We talked about the SCORM test suite, SCORM test wrappers, and various test tools such as Trident, Reload player (http://www.reload.ac.uk/scormplayer.html), SCORM Test Track, remote debugging using tools like WebEx, HTTP traffic tracking with tools like Firebug, and some other things. Quite a great bit of discussion and useful information. If you are interested in testing your scorm courses, probably worth a read.
But recently someone (anonymous) left comments challenging a few of my base assumptions and I'd be curious to get thoughts. They asked:
"Why is testing courseware different?
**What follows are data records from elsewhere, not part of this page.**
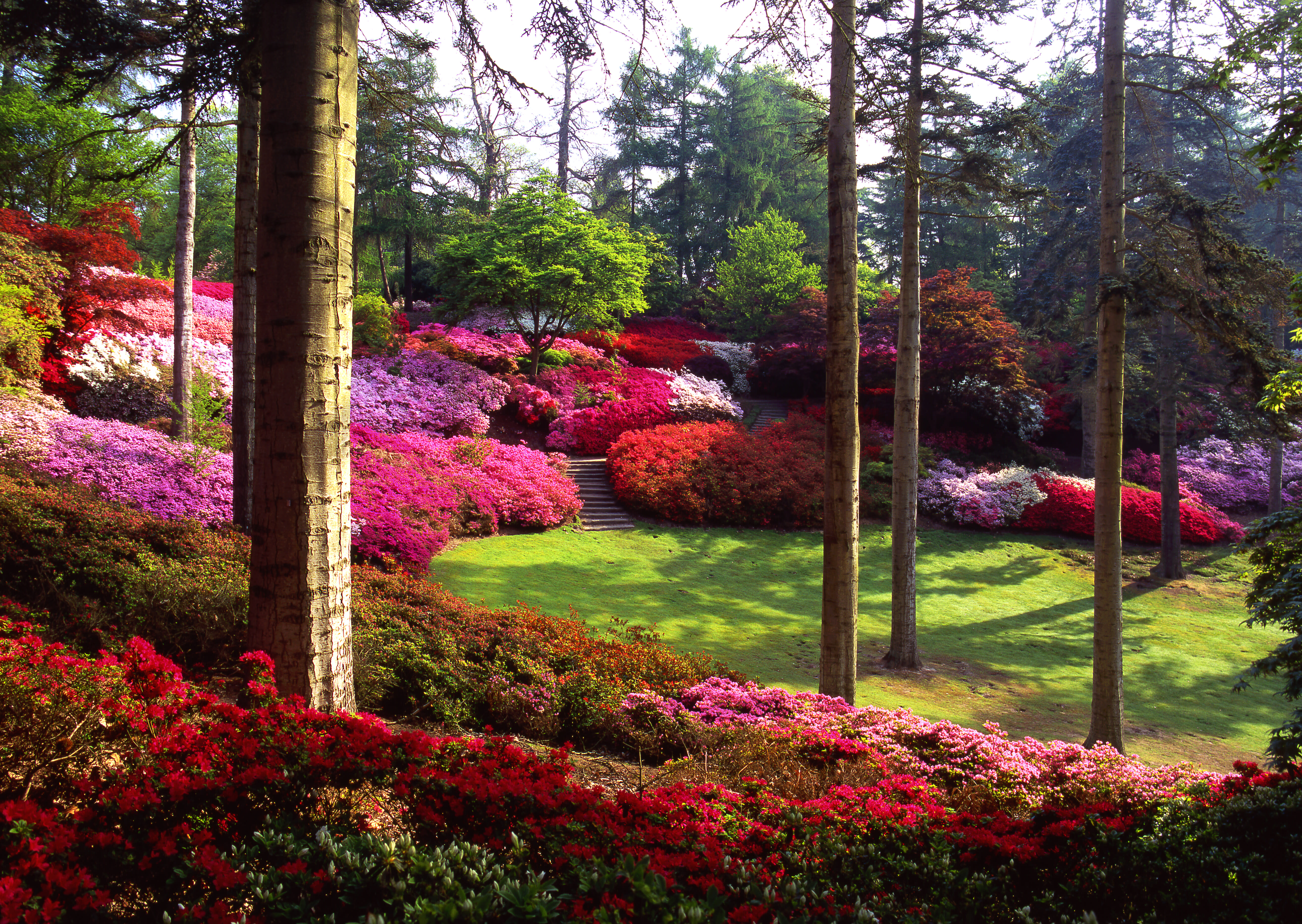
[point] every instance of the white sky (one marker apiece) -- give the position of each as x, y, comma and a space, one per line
711, 25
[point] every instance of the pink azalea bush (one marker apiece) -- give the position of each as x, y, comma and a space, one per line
413, 492
142, 469
508, 345
424, 391
1021, 775
1231, 477
985, 499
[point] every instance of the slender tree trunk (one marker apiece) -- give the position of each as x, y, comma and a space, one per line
904, 482
300, 591
385, 274
407, 271
183, 280
839, 647
1170, 567
1107, 711
1168, 373
1275, 502
564, 128
245, 299
1090, 383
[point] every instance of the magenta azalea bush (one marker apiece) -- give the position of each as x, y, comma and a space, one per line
141, 468
1231, 477
424, 391
1023, 775
413, 492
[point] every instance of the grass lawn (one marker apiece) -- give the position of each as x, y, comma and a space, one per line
1004, 623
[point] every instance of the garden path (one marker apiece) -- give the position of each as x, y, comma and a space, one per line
601, 511
770, 412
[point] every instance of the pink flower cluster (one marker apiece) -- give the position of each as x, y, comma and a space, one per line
142, 468
508, 345
424, 391
1025, 774
157, 315
413, 492
1231, 477
983, 499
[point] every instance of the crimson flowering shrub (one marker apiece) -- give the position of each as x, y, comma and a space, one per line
719, 473
1069, 508
663, 343
224, 800
413, 492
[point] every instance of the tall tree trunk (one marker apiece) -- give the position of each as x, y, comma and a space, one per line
839, 646
1275, 502
904, 482
1107, 710
245, 299
1168, 377
385, 274
1090, 383
183, 279
564, 128
407, 271
300, 591
1168, 373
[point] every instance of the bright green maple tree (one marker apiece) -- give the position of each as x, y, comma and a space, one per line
550, 266
766, 276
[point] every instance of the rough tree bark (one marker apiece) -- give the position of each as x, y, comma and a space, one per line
839, 645
245, 299
564, 128
1170, 565
183, 279
300, 587
1107, 708
904, 482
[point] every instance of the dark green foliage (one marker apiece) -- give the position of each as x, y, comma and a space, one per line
1276, 600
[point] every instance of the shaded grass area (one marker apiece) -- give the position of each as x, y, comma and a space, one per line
1004, 621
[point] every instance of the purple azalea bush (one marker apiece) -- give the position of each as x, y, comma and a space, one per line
1227, 476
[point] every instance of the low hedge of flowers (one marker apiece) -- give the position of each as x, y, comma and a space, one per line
413, 492
270, 811
1228, 476
1024, 499
700, 473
Why assume that the client or someone else is supposed to provide systems for testing for courseware vendors but not say accounting systems?"All of these challenge the base assumption that I made which is - the LMS vendor really is not looking to work with people who are creating small amounts of courses that need to be tested on their LMS. That's my general sense having working with a variety of different LMS vendors, but maybe that's not true?
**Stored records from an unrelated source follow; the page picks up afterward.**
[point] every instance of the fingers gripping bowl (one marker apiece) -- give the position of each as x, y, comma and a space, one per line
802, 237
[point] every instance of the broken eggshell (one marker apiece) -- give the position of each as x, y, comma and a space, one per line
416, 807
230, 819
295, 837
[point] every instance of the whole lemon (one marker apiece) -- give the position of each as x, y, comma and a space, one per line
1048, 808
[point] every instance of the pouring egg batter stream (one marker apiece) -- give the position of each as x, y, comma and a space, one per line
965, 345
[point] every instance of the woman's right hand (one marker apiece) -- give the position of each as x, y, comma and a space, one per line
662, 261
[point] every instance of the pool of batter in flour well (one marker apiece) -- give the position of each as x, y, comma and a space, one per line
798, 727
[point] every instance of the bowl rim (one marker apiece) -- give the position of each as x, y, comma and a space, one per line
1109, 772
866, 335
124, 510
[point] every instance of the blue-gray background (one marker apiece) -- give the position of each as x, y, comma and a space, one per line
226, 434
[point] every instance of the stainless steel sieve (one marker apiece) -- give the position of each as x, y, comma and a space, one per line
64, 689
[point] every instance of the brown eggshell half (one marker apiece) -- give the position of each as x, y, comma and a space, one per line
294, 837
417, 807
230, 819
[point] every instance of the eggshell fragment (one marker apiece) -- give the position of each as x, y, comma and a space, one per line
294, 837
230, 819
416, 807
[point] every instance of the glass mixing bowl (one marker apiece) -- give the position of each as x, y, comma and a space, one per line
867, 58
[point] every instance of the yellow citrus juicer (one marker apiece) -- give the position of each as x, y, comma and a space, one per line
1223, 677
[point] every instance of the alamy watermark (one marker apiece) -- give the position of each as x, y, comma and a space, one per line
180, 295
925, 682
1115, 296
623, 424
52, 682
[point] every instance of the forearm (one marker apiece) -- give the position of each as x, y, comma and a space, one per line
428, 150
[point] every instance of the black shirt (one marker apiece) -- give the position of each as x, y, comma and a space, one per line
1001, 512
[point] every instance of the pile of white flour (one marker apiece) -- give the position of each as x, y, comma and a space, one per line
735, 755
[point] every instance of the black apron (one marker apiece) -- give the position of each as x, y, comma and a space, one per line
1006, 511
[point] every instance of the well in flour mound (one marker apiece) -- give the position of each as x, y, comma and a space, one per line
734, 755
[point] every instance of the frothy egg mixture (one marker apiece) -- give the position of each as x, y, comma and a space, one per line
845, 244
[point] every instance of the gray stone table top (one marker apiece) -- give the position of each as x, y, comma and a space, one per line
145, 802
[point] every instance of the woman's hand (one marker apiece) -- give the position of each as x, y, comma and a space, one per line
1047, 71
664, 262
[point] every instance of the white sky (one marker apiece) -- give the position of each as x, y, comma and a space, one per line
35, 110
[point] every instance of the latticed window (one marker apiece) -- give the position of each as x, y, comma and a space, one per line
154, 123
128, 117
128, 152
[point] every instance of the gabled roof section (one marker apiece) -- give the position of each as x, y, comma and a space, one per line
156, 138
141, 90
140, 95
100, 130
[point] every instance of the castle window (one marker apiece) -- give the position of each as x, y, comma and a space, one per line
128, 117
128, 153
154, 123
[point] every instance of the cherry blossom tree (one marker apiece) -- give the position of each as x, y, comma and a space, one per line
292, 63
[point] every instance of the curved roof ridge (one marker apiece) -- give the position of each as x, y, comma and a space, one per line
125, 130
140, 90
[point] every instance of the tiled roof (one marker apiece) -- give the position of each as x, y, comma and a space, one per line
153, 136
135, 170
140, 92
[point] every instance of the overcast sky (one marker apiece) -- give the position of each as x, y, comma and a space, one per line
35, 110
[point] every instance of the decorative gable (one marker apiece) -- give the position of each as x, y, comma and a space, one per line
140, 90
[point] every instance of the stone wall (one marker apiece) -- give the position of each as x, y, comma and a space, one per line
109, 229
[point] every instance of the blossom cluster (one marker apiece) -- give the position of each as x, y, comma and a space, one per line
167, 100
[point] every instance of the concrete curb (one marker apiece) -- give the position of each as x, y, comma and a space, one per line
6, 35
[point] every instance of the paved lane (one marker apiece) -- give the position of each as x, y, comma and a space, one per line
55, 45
"Perhaps you can rent or lease the software? Most major LMS vendors have their own test labs, support, and professional services."
"All of them sell their LMSs."
"There are third-party companies which you can hire to test courseware against LMSs."
"Have you ever tried contacting SumTotal about what options they have available for third-party courseware testing? What did they say? How many other LMS vendors have you spoken to?"
Also, I wonder how much it would take to get the LMS setup for scorm testing? Cost? Hours?
Any comments from the LMS vendors ?
Any experience out there in working with LMS vendors to do scorm tests?
Or is it pretty much that you are using scorm testing tools and then getting on the actual installation to test and debug issues?